Personal Life
Agnieszka Holland was born in Warsaw, Poland in 1948. She is the daughter of two prominent journalists, Irena (née Rybczyńska) and Henryk Holland, a Catholic mother and a Jewish father. Holland herself was raised without religion. Her father’s parents were killed in the ghetto; her mother participated in the 1944 Warsaw Uprising and was a member of the Polish Underground.
Her father died under mysterious circumstances during a police interrogation when Holland was only thirteen years old. Although the official reports labeled her father’s death a suicide, many believe he was murdered, pushed from a window to his death. Holland’s mother later remarried to journalist Stanislaw Brodzki.
Holland was a sickly child, and spent much of her time writing, drawing and directing short plays with other children.

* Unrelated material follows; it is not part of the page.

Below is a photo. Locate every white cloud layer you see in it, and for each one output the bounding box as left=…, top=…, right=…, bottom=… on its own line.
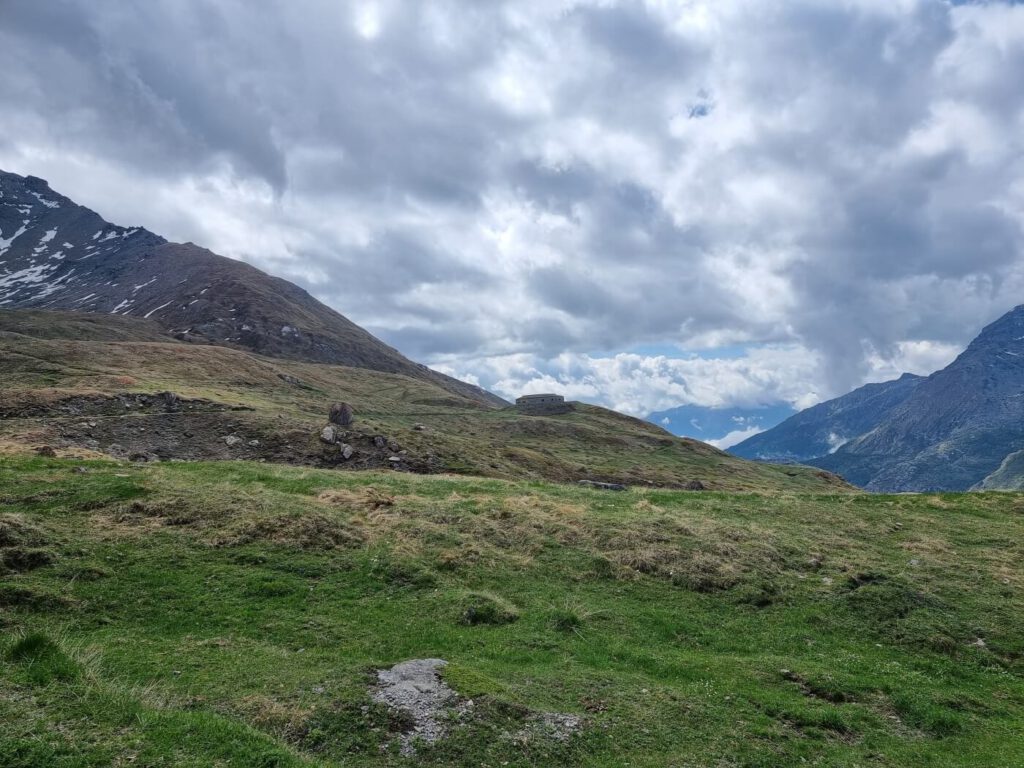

Holland attended Gimnazjum i Liceum im. Stefana Batorego (Warsaw, Poland). Although not Jewish herself, Holland found herself marked by her Jewish heritage, mixed ancestry and family’s political past. Holland found it difficult to enter film school in Poland, because of the high levels of anti-Semitism promoted by the occupying communist regime in Poland during the 1960s, and the male domination of the Polish film industry. Holland then applied to the Prague Film Academy where she was one of 220 applicants ultimately accepted. She also met her future husband and fellow director, Laco Adamik, who still lives in Poland.
Holland studied in Prague during the Czechoslovak New Wave of the 1960s, and also witnessed the Prague Spring of 1968, a period of political liberalization in Czechoslovakia. She spent six weeks in prison for her support of government reforms.
She graduated from the Film and TV School of the Academy of Performing Arts in Prague (FAMU) in 1971.